WitchCraft Academy (The First Book)

Chapter The Twenty-Second Chapter



Weeks fly by in a blink of an eye and before I realise, the fragrance of spring fills the air. Silas and I have become two bodies with one soul, and our group, Juniper, Ethan, and Andrew has welcomed him with open arms. Our days are filled with studying, learning new spells from Silas, and occasional bouts of smoking, drinking and partying. The thrill of Silas sneaking into my room every few nights is something I particularly look forward to.

Axel, on the other hand, has entirely distanced himself from our group, spending all his time with Sophia. Despite my best efforts to remain unaffected, it bothers me more than I'd like to admit. With each passing day, I seem to miss him a little bit more. And I know he still hangs out with Juniper, Ethan, and Andrew when I am not around.

Silas and I are spending the entire night together in my room, sipping on whiskey and having sex. Eventually, I decide to slip into my robe and make my way to the small kitchen in the girls' dormitory. To my surprise, I find Axel standing there, clad only in his underwear, his tattoos and muscles on full display as he closes the fridge.

"Oh. It's you," he mutters, glancing up at me with a glare, before pouring himself a bowl of cheerios.

"Axel, please. We used to be friends. I want us to stay friends, I miss you," I say sincerely, scanning the kitchen for some granola bars.

"We were never friends, Ember. I had strong feelings for you. And you didn't feel the same. That's all there is to it. Nothing more," he shrugs nonchalantly, returning the milk to its place.

"How can you say that? After everything we've been through together? After Nico?" I whisper angrily, not wanting to disturb anyone's sleep.

"I stood up for you and unintentionally hurt someone. You were there for me afterwards. That was nice. But it's no big deal. I should get back before Sophia wakes up," he states, walking past me with his bowl of cereal.

I let out a frustrated sigh, questioning why my heart aches so much because of him. I never even liked him being a part of our group, so why do I care so intensely? I sigh again and grab a few granola bars and a bag of Cheetos, and as I turn around, I gasp in shock to find Silas standing behind me.

"Fuck, you scared me," I say, placing a hand over my chest, relieved that I didn't drop the snacks.

"What's the deal with that guy?" Silas asks me, his voice serious as he glances down the hallway where Axel disappeared into the dorm rooms.

"Nothing. He used to have feelings for me. I didn't feel the same way. Why did he say something to you?" I inquire.

"No, but I don't like him," Silas replies darkly, catching me off guard.

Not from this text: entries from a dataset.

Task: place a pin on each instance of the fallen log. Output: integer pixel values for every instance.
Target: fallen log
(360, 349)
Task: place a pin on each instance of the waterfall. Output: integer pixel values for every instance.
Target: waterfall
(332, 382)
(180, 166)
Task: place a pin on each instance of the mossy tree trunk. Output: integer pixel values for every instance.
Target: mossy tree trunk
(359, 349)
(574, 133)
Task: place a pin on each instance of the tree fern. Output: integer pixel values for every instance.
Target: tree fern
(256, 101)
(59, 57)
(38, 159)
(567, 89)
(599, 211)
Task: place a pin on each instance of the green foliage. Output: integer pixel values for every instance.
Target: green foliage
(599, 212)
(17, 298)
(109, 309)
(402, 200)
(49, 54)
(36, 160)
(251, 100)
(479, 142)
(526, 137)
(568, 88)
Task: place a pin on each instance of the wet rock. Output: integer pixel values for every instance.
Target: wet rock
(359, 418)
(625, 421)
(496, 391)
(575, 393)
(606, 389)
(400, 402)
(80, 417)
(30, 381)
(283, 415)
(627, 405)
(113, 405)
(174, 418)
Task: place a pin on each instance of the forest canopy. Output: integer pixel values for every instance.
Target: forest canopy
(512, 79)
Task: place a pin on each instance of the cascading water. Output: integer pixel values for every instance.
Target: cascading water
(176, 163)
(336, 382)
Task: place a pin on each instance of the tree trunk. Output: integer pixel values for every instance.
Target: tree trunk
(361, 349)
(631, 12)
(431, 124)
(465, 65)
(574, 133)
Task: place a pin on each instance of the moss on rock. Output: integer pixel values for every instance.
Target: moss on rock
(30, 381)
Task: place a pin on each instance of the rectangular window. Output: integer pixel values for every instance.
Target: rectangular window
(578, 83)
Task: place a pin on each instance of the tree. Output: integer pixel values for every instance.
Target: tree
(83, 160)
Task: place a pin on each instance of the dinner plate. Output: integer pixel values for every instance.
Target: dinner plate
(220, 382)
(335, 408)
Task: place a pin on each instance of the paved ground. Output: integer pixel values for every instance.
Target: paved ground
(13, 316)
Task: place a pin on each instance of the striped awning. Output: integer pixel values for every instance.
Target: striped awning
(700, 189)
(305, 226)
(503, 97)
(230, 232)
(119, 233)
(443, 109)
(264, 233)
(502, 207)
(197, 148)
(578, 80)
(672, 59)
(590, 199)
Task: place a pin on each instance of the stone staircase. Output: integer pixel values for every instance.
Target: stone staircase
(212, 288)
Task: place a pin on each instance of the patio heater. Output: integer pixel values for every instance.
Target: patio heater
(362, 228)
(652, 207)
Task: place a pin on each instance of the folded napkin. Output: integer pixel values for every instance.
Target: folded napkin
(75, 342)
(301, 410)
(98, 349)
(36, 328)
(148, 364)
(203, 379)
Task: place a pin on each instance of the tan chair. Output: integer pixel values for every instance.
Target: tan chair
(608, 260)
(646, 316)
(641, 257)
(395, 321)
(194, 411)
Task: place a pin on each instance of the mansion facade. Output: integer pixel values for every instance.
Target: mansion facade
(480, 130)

"Okay, well, he's not even my friend anymore, so you can let go of that," I assure him, starting to walk towards the hallway. However, Silas grabs my arm, stopping me in my tracks.

"I mean it. I don't want you associating with him. I don't trust him," he asserts.

"Silas, I love you, and you don't have to worry about Axel at all. I already told you he's not my friend," I say, turning around and kissing him.

"I just don't like the idea of you being involved with another guy," he finally admits, pulling away. "Shall we go back to bed?"

I nod, and together we make our way back to my room.

As I finally fell asleep, my mind became consumed by strange and vivid dreams. I found myself transported to a different time and place, inhabiting the life of a young Native American girl from centuries ago. In this dream world, I loved running and playing in the woods near my tribe. But I also found myself engaged in heated arguments with my mother, as I yearned for an education that seemed almost impossible for women to attain in our tribe during that era.

The scene shifted abruptly, and I remained the same young girl, only a few years older now. I stood on a sandy beach at nighttime, locked in an intense and forbidden kiss with a white man. Deep down, we both knew that our union was frowned upon, but our love for each other surpassed societal boundaries. It was even greater than what I feel with Silas.

However, our stolen moment of happiness was shattered when a group of men suddenly appeared and forcefully separated us. Panic and despair engulfed me as I watched them drag away the man I had just been kissing. I screamed, I cried, and I fought against the arms that held me, but it was all in vain. One of the men took out a knife and slit his throat right before my eyes.

I jolt awake, drenched in sweat, my heart racing. I sat up in bed, trying to catch my breath, as Silas continues to sleep soundly beside me. I take a moment to process the intensity of my dream. In my Neophyte year, we had learned about Past Life Dreams, but I had never experienced one myself. And the man I had passionately kissed on the beach, his soul felt familiar to me. It was Axel.